93 points John Gilman (View From the Cellar): "The Montée de Tonnerre from Monsieur Billaud is produced from a parcel of thirty-year-old vines and is raised similarly to the Monts de Milieu, with twenty percent barrel fermentation and the remainder done in stainless. The excellent nose jumps from the glass in a classic expression of apple, grapefruit, lemon peel, chalky minerality, straw, perhaps just a whisper of vanilla from the barrel fermentation and a lovely topnote of beeswax. On the palate the wine is deep, full-bodied and very pure on the attack, with a fine core of fruit, excellent depth and focus and a very long, racy and precise finish. This is an excellent example of Montée de Tonnerre. 2016-2035. (Jun 2012)"
92 points Allen Meadows (Burghound): "While there is a trace of exotic fruit to the otherwise very pure aromas of white flower, citrus, wet stone and seaweed, this offers ample Chablis character. There is an attractive succulence to the fleshy middle weight flavors that exude a fine minerality on the clean, dry, linear and overtly saline-infused finish.
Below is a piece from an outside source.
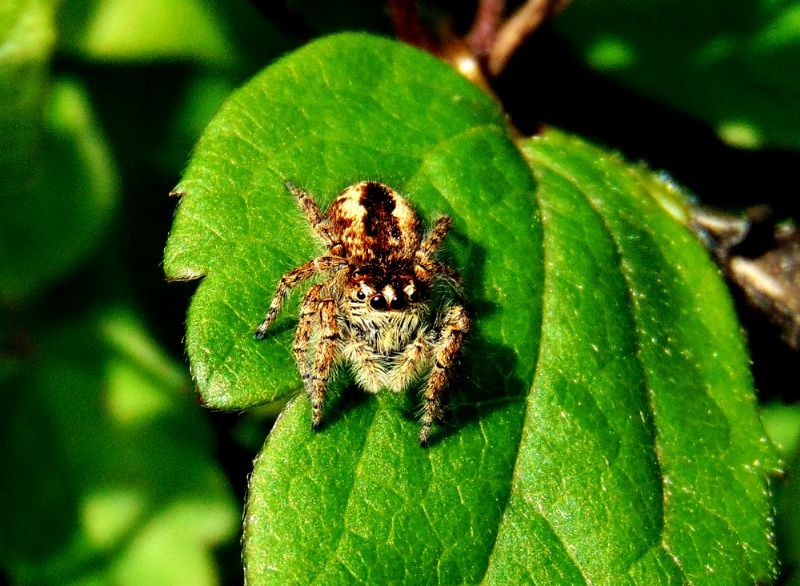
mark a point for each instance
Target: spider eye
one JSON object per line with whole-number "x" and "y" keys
{"x": 398, "y": 302}
{"x": 378, "y": 302}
Like the straight Chablis, this too evidences a hint of bitterness though it should pass in time. Drink: 2016+. (Oct 2012)"
91 points Stephen Tanzer (International Wine Cellar): "(10% of this wine was aged in a new Chassin barrel): Bright, light medium yellow. Slightly high-toned, complex nose combines fresh peach, toasted baguette, crushed oyster shell and smoky silex, lifted by a whiff of clove. Sweet on entry, then quite stony and a bit disjointed in the middle, closed today but showing very good energy. (Jul 2012)"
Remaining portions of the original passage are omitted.